'Security Council' or 'Weapon Council'?' - KEREM ALKIN

'Security Council' or 'Weapon Council'?'

Almost 20 years ago, after the Cold War ended, the European Union was enthusiastic about the end of the Soviet threat; many EU politicians were saying that they did not need the US any more for the security of Europe.

There was a need to establish a European unified army; Germany had withdrawn from production of many goods and services. There was talk of taking away all of Germany's tanks, cannons, rifles and aircraft.

In the late 1990s and the early 2000s, post-Soviet Union when the Russian Federation was experiencing troubled days, the European Union started to use a single currency, under the leadership of Germany, with the Euro Zone, while taking one of the most critical steps for the United European States, Europe was drunk with the complete disappearance of European security threats.

That's why, in many middle-sized European countries which all along thought that they already spent too much on security began to reduce defense expenses unnecessarily.

I will skip over the small and medium-sized European countries; in the 2005-2014 period, Germany reduced its defense expenses 0.8 percent, France 3.2 percent, England 5.5 percent and Italy 27 percent.

Between 2010 and 2015, Belgium reduced its defense expenses from $5.2 billion to $4 billion, Denmark from $4.5 billion to $3.3 billion, whereas Germany went from $46 billion to $37 billion.

In the 2005-2014 period, Russia increased its defense expenses 97 percent and China 167 percent.

Between 1995 and 2015, China increased its defense expenses from $23 billion to $216 billion and Russia from $34 billion to $84 billion.

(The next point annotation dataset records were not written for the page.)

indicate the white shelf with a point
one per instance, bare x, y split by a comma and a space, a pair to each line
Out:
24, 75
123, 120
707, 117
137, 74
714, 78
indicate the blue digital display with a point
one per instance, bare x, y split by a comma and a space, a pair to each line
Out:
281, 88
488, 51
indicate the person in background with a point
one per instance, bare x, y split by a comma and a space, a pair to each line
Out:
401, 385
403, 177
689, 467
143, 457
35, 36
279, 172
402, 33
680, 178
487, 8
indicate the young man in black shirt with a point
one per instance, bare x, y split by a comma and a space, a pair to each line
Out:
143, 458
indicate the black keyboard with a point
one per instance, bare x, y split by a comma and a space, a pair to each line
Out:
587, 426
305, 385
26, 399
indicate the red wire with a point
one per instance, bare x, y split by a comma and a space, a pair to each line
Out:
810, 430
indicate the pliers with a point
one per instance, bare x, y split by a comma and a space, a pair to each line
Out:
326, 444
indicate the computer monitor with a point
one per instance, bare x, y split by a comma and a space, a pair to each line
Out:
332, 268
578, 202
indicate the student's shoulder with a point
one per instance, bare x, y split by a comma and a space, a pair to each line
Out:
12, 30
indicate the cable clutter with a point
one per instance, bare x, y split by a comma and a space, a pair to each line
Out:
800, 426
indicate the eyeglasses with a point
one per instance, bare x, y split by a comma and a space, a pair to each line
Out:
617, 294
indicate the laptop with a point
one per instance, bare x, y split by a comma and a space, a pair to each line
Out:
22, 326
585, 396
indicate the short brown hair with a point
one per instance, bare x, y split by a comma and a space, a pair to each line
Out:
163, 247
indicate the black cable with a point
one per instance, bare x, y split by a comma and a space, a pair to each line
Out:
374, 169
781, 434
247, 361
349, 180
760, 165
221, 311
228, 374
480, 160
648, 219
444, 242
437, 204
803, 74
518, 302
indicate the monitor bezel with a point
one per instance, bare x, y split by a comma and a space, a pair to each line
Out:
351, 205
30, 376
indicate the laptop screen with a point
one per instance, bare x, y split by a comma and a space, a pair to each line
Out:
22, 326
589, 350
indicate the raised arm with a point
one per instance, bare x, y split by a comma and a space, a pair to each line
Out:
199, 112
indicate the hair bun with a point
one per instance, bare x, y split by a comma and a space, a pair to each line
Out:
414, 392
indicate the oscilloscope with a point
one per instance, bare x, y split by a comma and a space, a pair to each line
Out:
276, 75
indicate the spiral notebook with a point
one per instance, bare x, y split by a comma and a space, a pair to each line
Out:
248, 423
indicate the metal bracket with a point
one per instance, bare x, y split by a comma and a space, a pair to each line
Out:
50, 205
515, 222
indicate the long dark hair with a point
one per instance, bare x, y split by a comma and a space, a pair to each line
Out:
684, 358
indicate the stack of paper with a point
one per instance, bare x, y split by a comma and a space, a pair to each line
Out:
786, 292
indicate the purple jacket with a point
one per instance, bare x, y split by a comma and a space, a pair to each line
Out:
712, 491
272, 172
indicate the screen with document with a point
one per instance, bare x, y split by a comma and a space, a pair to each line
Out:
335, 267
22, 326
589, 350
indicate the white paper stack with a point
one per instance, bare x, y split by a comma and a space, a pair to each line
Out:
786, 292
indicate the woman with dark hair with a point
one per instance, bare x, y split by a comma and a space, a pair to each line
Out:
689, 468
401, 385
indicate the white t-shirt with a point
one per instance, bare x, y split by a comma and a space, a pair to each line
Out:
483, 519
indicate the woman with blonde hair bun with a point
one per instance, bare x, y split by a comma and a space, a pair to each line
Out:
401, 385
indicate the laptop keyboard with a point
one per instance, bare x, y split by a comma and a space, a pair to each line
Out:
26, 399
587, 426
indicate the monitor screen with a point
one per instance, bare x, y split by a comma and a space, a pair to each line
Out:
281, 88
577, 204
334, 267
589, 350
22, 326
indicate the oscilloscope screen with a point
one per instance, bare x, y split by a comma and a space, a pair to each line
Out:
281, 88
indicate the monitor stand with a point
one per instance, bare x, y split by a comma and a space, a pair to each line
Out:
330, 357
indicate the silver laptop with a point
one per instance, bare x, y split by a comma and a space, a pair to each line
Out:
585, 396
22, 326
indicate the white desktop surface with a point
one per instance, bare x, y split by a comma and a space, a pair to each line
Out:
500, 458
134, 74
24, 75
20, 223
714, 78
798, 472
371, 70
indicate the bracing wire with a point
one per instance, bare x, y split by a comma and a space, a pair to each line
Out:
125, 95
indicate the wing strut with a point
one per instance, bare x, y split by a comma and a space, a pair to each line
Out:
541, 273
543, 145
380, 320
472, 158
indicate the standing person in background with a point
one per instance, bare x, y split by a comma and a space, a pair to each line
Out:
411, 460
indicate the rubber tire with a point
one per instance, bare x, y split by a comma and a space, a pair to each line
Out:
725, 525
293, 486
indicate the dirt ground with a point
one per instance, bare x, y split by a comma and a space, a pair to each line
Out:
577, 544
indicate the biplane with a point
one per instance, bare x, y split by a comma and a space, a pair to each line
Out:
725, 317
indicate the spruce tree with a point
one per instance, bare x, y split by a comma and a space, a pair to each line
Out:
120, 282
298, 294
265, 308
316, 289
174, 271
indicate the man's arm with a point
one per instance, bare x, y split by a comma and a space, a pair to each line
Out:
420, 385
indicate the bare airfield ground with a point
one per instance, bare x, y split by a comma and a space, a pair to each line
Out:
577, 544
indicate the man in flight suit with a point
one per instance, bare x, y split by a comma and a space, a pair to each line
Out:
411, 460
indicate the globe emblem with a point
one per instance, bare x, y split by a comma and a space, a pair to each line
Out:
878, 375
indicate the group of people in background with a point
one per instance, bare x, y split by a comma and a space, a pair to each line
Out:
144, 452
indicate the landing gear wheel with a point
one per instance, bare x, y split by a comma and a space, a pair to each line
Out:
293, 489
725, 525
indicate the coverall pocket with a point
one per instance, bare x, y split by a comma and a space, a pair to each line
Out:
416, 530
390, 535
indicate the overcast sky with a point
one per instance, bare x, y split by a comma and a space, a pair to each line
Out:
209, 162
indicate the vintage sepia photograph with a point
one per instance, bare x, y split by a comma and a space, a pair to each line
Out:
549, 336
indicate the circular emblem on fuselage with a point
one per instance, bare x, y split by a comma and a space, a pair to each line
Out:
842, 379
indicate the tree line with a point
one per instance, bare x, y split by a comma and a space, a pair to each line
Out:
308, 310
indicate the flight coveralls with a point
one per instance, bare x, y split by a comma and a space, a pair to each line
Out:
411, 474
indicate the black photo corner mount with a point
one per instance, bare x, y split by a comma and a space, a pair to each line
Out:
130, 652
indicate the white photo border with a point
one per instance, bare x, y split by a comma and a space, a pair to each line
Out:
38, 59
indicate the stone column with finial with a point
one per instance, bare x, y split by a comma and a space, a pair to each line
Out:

Today, while Turkey has been making an extraordinary effort sheltering 3 million refugees, maintaining border security, fighting against terror, managing its 911 kilometers of Syrian border and 384 kilometers of Iraqi border including humanitarian aid, it is a pity that a European Union that destroyed its defense capabilities with its own hands is frightened of both a Russian threat that reemerged and is unable to handle 600,000 refugees.

Peace or weapons?

Do you realize what percent of the global arms industry is owned by the five permanent members of the United Nations Security Council? Thirty percent? Forty percent or 50 percent? Only the USA, France, China, Great Britain and Russia dominate 74 percent of it.

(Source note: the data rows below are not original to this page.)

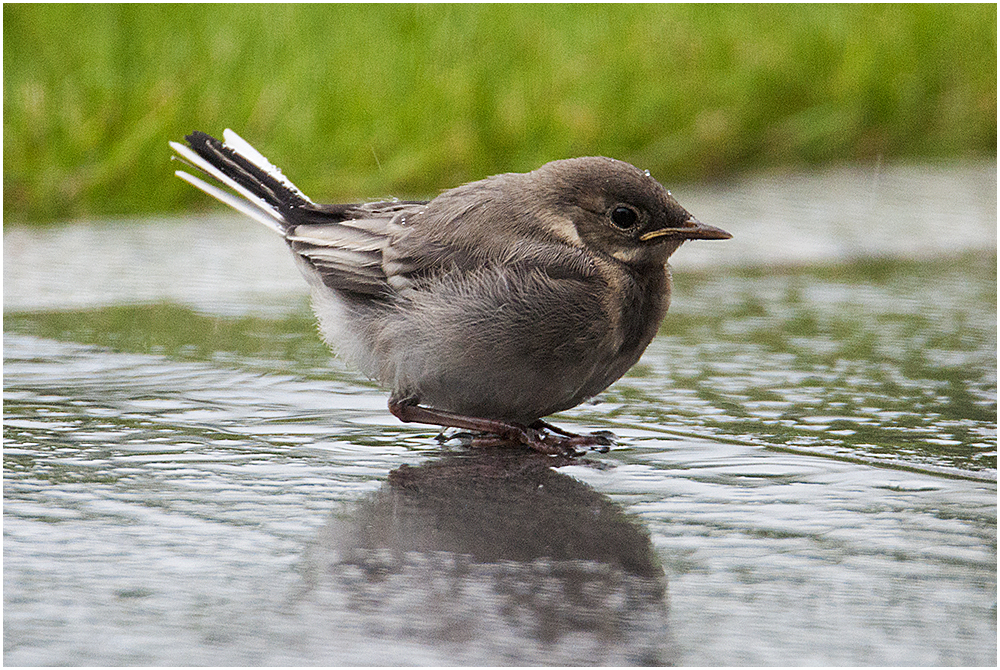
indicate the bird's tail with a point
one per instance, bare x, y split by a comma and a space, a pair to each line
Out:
261, 191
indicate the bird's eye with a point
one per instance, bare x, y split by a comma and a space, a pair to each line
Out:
624, 217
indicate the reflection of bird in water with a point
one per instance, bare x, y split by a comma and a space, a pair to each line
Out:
492, 557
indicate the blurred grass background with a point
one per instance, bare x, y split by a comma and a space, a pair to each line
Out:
361, 101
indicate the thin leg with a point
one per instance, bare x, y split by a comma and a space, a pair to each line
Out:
407, 410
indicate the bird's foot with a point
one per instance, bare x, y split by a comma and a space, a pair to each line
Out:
548, 439
540, 436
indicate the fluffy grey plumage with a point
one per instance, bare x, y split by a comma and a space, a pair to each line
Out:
494, 304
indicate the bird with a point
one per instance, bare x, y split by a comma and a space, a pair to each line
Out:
491, 306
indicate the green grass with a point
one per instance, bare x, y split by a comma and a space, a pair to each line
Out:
359, 101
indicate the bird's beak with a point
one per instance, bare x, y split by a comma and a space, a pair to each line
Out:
692, 229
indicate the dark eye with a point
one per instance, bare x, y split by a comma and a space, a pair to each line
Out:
624, 217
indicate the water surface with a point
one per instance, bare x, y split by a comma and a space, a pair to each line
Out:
804, 474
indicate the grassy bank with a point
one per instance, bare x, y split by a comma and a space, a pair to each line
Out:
364, 101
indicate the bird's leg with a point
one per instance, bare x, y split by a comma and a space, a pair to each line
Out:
408, 410
599, 440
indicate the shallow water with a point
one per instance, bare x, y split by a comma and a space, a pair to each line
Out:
805, 470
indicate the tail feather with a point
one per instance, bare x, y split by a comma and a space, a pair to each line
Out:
267, 195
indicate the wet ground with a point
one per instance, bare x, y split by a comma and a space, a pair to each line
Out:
805, 470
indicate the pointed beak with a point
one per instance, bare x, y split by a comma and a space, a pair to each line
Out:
692, 229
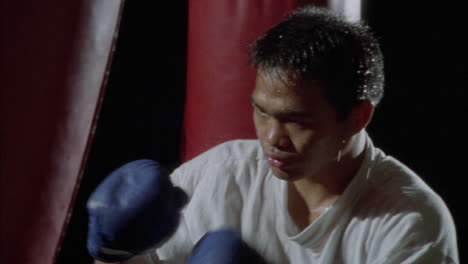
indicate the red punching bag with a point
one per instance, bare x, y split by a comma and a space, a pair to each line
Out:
53, 59
219, 77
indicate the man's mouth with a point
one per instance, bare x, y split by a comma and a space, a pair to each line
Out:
276, 162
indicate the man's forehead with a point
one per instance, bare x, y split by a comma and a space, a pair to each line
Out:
280, 80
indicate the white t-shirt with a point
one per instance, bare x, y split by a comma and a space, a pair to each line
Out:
387, 214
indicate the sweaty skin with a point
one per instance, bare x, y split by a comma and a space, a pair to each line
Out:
305, 143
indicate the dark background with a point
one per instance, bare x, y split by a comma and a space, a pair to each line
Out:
421, 121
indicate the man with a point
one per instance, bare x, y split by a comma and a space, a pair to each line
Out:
313, 188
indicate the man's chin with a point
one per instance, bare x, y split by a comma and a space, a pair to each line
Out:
284, 174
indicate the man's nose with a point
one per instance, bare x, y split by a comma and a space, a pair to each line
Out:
276, 135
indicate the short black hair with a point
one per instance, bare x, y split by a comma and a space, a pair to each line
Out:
314, 43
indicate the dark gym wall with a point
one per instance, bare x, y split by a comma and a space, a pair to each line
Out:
421, 120
141, 114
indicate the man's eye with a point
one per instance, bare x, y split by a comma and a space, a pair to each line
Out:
260, 112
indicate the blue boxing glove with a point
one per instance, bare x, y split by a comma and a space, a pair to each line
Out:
224, 247
135, 208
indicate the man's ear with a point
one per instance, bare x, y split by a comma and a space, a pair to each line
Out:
361, 116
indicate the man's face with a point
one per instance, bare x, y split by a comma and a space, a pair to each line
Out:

As long as the five permanent members of the UN Security Council dominate 74 percent of the arms industry, how will peace emerge from this council?

While I was looking at the news on the cease-fire that US Secretary of State John Kerry and Russian Foreign Minister Sergey Lavrov negotiated as of February 27, I can't help thinking that the USA and Russia dominate almost 60 percent of the world arms market alone.

Who are their customers? The biggest US customer is Saudi Arabia, which requests 9.7 percent of arms export from the US yearly. The United Arab Emirates follows it with 9.1 percent and then comes Turkey with 6.6 percent.

I look at the USA; you have been with Turkey since 1954 in NATO; you are its strategic partner and it is one of your most important arms customers.

And, on Monday I was reading our elder brother Abdulkadir Selvi's article with surprise; how could the negotiated text of a meeting be changed after hours, after all this togetherness, by breaking all the diplomatic rules of courtesy?

There can be no reason for the careless approach of the White House administration towards a strategic partner with such a critical value.

How about Russia's customers?

It is interesting that 39 percent of the total arms export of Russia is only to India, 11 percent to China and 11 percent to Vietnam.

Europe does not buy arms, but sells them

How about Europe? It is interesting that in spite of all this global threat, Europe has been reducing its defense expenses, between 2006 and 2010, in global arms sales as the buyer its share was 20 percent, whereas since 2011 till today this share declined to 11 percent.

On the other hand, world arms sales continue at full speed. In international arms sales, after the US and Russia's share of almost 60 percent, China has the third-highest share with 5.9 percent, then France with 5.6 percent.

When we add Germany, Great Britain, Spain, Italy and the Netherlands, Europe's share in the global sales market makes up 23 percent. Well, what happened to the historic NATO decisions taken at the Berlin and Istanbul summits, and the new task positioning in the global scale?

Turkey is the only guarantee for the global threat against the European NATO member countries. Was NATO's radar positioned in Kürecik town of Malatya city coincidentally? My question is simple: before the veto right of the five permanent members of the United Nations Security Council is removed, can peace come to the world?